La tradición hebrea escenifica en una parábola a un judío que huía de la Inquisición
española con su mujer y su hijo, y que, durante una tempestad, toca tierra en una isla. Ahí
un rayo mata a la esposa y una ola arrastra al mar al muchacho. Solo, desnudo, flagelado
por la tempestad, aterrorizado, vagabundo en esa isla rocosa, eleva su voz al cielo: «¡Dios de
Israel, estoy acabado! Precisamente ahora, sin embargo, no te puedo servir sino libremente.
Tú hiciste todo para que yo dejara de creer en ti. Bien, te lo digo, Dios mío y de mis padres:
no lo lograrás. ¡Puedes golpearme, puedes tomar mis bienes, lo que más quiero en el
mundo, puedes torturarme a muerte: yo creeré siempre en ti, te amaré siempre, aunque no
te guste!». Evidentemente es la paradoja, pero en esta escena del drama de Job brillan la
total libertad del creyente y su absoluta confianza en Dios.
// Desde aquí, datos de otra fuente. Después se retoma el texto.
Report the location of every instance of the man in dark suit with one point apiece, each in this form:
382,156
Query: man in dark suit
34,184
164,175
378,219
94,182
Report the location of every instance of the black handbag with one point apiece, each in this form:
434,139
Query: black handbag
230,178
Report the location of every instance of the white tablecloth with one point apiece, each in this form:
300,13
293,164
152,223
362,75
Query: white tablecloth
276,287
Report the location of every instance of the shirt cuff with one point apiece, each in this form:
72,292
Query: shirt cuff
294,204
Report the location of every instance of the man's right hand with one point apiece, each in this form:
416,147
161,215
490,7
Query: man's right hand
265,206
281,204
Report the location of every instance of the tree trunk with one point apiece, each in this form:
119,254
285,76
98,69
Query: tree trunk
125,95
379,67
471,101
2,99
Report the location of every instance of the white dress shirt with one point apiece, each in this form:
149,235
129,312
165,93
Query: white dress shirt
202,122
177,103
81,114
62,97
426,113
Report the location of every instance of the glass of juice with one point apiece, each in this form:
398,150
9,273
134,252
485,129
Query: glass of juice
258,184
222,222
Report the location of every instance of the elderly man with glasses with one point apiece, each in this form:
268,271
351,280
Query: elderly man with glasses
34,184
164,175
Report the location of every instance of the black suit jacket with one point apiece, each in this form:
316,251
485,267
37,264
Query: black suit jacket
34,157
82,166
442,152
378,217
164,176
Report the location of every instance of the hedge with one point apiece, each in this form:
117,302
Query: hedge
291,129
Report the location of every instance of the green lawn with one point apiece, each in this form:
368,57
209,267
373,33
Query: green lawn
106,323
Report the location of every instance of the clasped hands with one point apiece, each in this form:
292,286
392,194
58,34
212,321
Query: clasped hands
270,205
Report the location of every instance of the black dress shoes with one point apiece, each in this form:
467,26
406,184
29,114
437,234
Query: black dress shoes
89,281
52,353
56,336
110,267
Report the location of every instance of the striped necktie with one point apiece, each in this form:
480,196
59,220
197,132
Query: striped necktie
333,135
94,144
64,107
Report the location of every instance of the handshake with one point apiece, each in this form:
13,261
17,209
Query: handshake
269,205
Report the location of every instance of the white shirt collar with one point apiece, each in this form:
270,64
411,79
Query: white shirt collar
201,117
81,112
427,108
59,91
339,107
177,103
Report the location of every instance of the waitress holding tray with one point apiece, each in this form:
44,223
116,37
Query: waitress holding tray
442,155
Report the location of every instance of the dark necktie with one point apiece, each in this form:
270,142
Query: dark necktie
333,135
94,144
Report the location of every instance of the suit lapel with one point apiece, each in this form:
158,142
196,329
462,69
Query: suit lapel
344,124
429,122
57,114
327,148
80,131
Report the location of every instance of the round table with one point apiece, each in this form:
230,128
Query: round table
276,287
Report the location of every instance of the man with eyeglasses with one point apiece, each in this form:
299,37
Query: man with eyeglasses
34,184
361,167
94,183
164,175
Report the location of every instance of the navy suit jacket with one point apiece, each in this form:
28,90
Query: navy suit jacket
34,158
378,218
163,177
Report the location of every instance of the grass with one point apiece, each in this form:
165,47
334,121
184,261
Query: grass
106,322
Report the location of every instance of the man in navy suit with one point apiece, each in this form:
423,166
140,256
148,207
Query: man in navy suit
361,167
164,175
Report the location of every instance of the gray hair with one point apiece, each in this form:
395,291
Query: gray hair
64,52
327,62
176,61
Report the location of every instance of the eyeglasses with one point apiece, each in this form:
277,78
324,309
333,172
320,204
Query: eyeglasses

Una confianza que es exaltada también en la tradición musulmana con altísimos acentos
(muslim significa precisamente “quien tiene confianza y se abandona en Dios”), aunque a
menudo en perjuicio de la libertad humana. El poeta nacional de Pakistán, Muhammad
Iqbal, muerto en 1938 (mil novecientos treinta y ocho), escribió: «Te diré el signo del
creyente: / cuando le llega la muerte, / en sus labios brota una sonrisa». El morir,
efectivamente, en la fe no es arribar al abismo de la nada; tanto es así que en el hablar
popular árabe el camposanto es llamado “la casa del encuentro”. Vivir la fe genera una
confianza que hace florecer, incluso en la crudeza de la agonía, una sonrisa. Concluimos,
entonces, este recorrido temático de corte cultural y religioso con una oración de
agradecimiento irradiada por la confianza. Es una de las Catorce oraciones que compuso
Robert L. Stevenson, el genial autor del siglo XIX inglés de la Isla del tesoro y del Extraño
caso del doctor Jekyll y de Míster Hyde, un verdadero canto de confianza en el Dios que no
abandona jamás a sus creaturas con sus pequeños y grandes dones: «Te damos gracias,
Señor, por este lugar en que habitamos, por el amor que nos mantiene unidos, por la paz
que hoy nos hace concordar, por la esperanza con que esperamos el mañana, por la salud, el
trabajo, el alimento, el cielo claro que llenan nuestra vida de confianza y serenidad».